In 1st Corinthians 3:5-9, Paul will return to this issue, regarding “who is who:”

5Who then is Paul, and who is Apollos, but ministers (Servants!) by whom ye believed, even as the Lord gave to every man? 6I have planted, Apollos watered; but God gave the increase. 7So then neither is he that planteth any thing, neither he that watereth; but God that giveth the increase. 8Now he that planteth and he that watereth are one: (They are in unity!) and every man shall receive his own reward according to his own labour. 9For we are labourers together with God: (Remember Philippians 2:13!) ye are God’s husbandry, ye are God’s building.

Why was Paul “Unconcerned” About Who He May have Baptized?

Many missionaries today keep careful records of “who they baptized” and, especially, “how many.” I have even known missionaries whose primary “claim to fame” was how many church buildings they built. If that truly is what God sent them to do, then they are blessed for doing His Will. But it raises some questions in my mind:

Paul said the reason he was unconcerned about “who and how many,” is that baptism was not his primary assignment! He said, 17 For Christ sent me not to baptize, but to preach the gospel: not with wisdom of words, lest the cross of Christ should be made of none effect.”

Paul even set aside the robes of his “superior education.” He saw it as a potential detriment to the assigned goal of winning souls for Christ.

So, Paul claimed that his primary assignment was to preach the Gospel. The Great Commission teaches that our primary job is to preach the Gospel. All the Epistles underscore our assignment as ambassadors of Christ. So, how likely is it that someone truly has a totally different assignment? What chance is there that God has “changed His mind” about the job He assigned us all to do?

But, What about Unity? Why is it So Important?

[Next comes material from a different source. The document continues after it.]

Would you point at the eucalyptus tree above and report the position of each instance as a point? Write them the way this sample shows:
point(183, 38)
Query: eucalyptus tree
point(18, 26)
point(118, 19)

Go back to the first “correction” Paul addressed: He begged them to practice Unity, in doctrine and in action. Looking back at the Gospels, we see that Jesus gave three ways by which the World is to Judge the Church:

  1. Agapé Love: In John 13:34, 35. He said, “A new commandment I give unto you, that ye love one another; As I have loved you, that ye also love one another. By this shall all men know that ye are my disciples, if ye have love, one to another.”
  2. Unity: In John 17:21 Jesus said, “ That they all may be One; as thou, Father, art in Me, and I in Thee, that they also may be One in us: that the World may believe that thou hast sent me.
  3. Good Works: In Matthew 5:14-16, Jesus said,  “Ye are the light of the World. A city that is set on a hill cannot be hid. Neither do men light a candle and put it under a bushel, but on a candlestick, and it giveth light to all that are in the house. Let your light so shine before men, that they may see your good works, and glorify your Father which is in Heaven.”

God-Ordained Priorities

God ordained these three things by which the World is to judge the Church. Perhaps we need to especially concern ourselves with those three, as all three affect our testimony as believers in Christ.

How do we get along with other believers? Do we go out of our way to treat them with Agapé Love? Do we seek ways to find common ground, or are we constantly stressing the differences between us and other believers? Remember that the World is watching!

Ephesians 4:3 tells us to “endeavor to maintain the Unity of the Spirit, in the bond of Peace.” God created that unity. We need to find ways to maintain it!

Lord Jesus, please help us to recognize the seeds of disunity and root them out before they can grow to cause broken fellowship. Help us to see opportunities to serve one another with Your Agapé Love. Modify our behavior to consistently reflect your Grace, so that our behavior lights the way for others and brings Glory to You.